Objectives: To identify the magnitude of confounding bias caused by factors not measured in claims data studies of sedative-hypnotic use and fractures.
Design: Cross-sectional survey data.
Setting: Medicare Current Beneficiary Survey (MCBS).
Participants: Eight thousand seven hundred eighty-five survey participants aged 65 and older.
Measurements: To determine the association between sedative-hypnotic use and potential confounding factors, five factors not measured in Medicare claims data but measured in the MCBS were assessed: body-mass index, smoking, activity of daily living (ADL) score, cognitive impairment, and Rosow-Breslau physical impairment scale. The association between benzodiazepine or zolpidem use and these five factors was estimated. Combined with literature estimates of the associations between confounders and fractures, it was possible to compute the extent of residual confounding bias caused by a failure to adjust for them.

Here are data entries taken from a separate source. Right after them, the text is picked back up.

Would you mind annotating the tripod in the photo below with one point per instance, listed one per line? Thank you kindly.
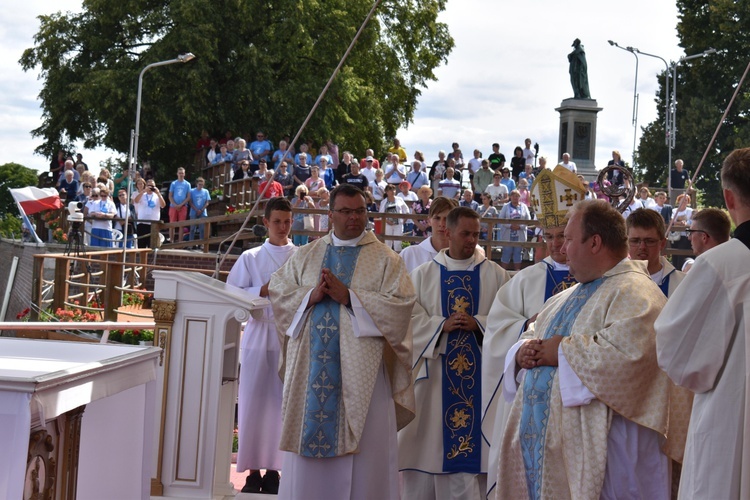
(74, 244)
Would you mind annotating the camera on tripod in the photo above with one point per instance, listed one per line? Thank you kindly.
(75, 218)
(74, 211)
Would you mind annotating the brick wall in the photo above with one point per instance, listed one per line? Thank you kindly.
(20, 297)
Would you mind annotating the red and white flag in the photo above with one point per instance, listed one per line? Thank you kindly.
(33, 199)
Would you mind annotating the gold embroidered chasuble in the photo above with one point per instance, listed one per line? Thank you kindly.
(382, 285)
(611, 348)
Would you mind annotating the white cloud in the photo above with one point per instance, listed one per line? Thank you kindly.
(506, 75)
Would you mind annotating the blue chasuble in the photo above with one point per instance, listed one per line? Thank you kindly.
(557, 281)
(664, 285)
(321, 425)
(462, 368)
(537, 387)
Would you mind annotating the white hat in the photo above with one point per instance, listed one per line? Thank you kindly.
(553, 193)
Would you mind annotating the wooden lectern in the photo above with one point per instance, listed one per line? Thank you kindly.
(198, 326)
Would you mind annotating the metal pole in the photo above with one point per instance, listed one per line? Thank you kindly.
(133, 160)
(673, 119)
(667, 120)
(635, 94)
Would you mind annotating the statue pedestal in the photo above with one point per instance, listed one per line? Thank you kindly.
(578, 134)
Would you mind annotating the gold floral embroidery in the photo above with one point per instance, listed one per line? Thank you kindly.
(460, 364)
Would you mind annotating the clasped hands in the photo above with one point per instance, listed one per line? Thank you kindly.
(330, 286)
(538, 352)
(460, 321)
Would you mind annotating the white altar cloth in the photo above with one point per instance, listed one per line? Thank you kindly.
(42, 379)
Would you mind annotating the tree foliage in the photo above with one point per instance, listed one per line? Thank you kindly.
(259, 65)
(13, 175)
(704, 89)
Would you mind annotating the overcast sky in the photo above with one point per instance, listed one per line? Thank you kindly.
(505, 77)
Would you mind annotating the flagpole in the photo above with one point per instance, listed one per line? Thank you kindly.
(27, 222)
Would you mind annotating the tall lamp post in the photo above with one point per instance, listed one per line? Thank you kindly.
(635, 93)
(182, 58)
(673, 107)
(667, 117)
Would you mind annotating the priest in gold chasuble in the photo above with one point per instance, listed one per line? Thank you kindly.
(342, 307)
(590, 406)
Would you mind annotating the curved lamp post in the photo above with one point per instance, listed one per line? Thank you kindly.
(635, 93)
(182, 58)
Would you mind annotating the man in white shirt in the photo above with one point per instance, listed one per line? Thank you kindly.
(261, 390)
(528, 153)
(519, 301)
(449, 187)
(584, 382)
(454, 294)
(567, 163)
(702, 344)
(417, 178)
(369, 170)
(416, 255)
(342, 307)
(497, 191)
(394, 171)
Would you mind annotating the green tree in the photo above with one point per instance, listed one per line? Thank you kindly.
(10, 226)
(704, 89)
(13, 175)
(259, 65)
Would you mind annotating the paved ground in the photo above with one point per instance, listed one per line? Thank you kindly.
(238, 480)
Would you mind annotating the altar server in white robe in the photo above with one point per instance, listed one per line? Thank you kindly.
(591, 407)
(260, 389)
(442, 453)
(702, 344)
(342, 306)
(416, 255)
(647, 240)
(518, 302)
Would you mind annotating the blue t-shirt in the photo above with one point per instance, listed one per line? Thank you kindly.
(277, 157)
(199, 197)
(509, 183)
(257, 147)
(179, 190)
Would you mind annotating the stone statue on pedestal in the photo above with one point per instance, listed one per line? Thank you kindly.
(579, 78)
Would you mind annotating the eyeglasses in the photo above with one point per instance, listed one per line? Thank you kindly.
(348, 213)
(691, 231)
(649, 242)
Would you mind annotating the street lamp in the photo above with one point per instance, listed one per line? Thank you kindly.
(635, 93)
(673, 107)
(667, 121)
(182, 58)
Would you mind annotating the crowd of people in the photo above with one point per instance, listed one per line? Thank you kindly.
(306, 177)
(435, 374)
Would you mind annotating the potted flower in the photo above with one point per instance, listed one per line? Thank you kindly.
(217, 194)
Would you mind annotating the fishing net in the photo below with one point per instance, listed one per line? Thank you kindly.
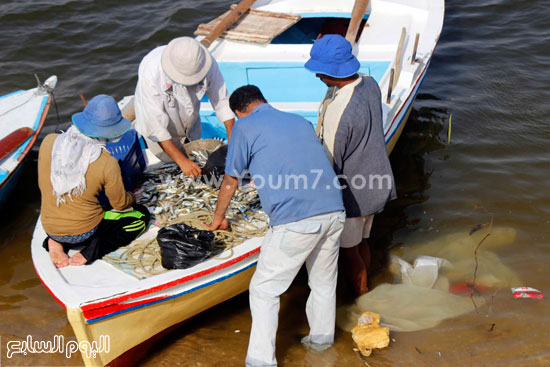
(419, 302)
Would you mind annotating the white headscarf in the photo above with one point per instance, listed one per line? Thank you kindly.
(72, 153)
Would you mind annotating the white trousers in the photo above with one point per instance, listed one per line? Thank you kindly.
(315, 242)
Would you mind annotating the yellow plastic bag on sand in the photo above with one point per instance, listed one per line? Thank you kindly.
(409, 307)
(369, 335)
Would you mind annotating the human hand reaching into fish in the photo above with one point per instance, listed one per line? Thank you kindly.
(227, 189)
(189, 168)
(218, 223)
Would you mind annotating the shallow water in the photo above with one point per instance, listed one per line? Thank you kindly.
(490, 71)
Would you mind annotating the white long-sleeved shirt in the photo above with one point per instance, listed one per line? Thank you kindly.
(167, 110)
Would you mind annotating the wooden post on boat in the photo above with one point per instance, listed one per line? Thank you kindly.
(390, 86)
(357, 14)
(398, 57)
(413, 58)
(234, 14)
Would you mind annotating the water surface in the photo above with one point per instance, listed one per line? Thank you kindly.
(490, 71)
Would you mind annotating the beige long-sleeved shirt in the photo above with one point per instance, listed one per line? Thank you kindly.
(83, 213)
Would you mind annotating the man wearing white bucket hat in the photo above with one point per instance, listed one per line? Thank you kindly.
(172, 80)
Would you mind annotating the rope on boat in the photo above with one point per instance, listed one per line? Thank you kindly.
(142, 257)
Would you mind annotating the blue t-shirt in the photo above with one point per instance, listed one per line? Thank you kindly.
(287, 162)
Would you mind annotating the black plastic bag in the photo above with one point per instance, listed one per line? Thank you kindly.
(182, 246)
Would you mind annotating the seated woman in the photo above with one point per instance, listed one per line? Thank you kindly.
(72, 168)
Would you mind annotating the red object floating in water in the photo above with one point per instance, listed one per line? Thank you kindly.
(527, 292)
(468, 287)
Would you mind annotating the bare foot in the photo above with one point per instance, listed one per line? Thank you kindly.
(77, 260)
(355, 269)
(364, 251)
(57, 254)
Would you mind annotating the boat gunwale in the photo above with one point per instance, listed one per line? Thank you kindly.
(44, 108)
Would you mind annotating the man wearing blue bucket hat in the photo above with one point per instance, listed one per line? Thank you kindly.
(350, 128)
(72, 168)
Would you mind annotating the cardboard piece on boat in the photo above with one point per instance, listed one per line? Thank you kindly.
(255, 26)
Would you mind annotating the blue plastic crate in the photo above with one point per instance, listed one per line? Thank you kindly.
(129, 154)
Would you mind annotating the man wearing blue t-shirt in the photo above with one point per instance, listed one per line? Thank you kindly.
(299, 191)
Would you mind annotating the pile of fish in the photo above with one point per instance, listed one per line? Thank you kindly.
(169, 194)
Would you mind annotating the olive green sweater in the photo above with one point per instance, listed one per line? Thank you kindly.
(84, 212)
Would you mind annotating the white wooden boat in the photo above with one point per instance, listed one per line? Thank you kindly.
(22, 115)
(102, 300)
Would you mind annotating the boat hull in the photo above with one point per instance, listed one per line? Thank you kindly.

Results: Comparing zolpidem users with nonusers, there was considerable overestimation of an association with hip fractures if ADL scores (21.5% bias) or Rosow-Breslau impairment scales (10.6%) were unobserved in claims data. All five unmeasured confounders together resulted in net confounding of 9.8% (range 0–39%). Comparing benzodiazepine users with nonusers, effect estimates were moderately biased (6.1%). After correction for this bias, the association observed in claims data (relative risk (RR)=1.38; 95% confidence interval (CI)=1.14–1.66) was comparable with that found in a recent study using clinical data (RR=1.20, 95% CI=0.72–2.00). In contrast to the clinical study, the claims data study achieved formal statistical significance because of its much larger size (288 vs 1,222 hip fractures).
Conclusion: Claims data studies tend to overestimate the relationship between benzodiazepine use and hip fractures. After correcting for such bias, a statistically significant association persists. Concluding that there is no relationship at all based on small clinical studies that did not reach statistical significance may be misleading.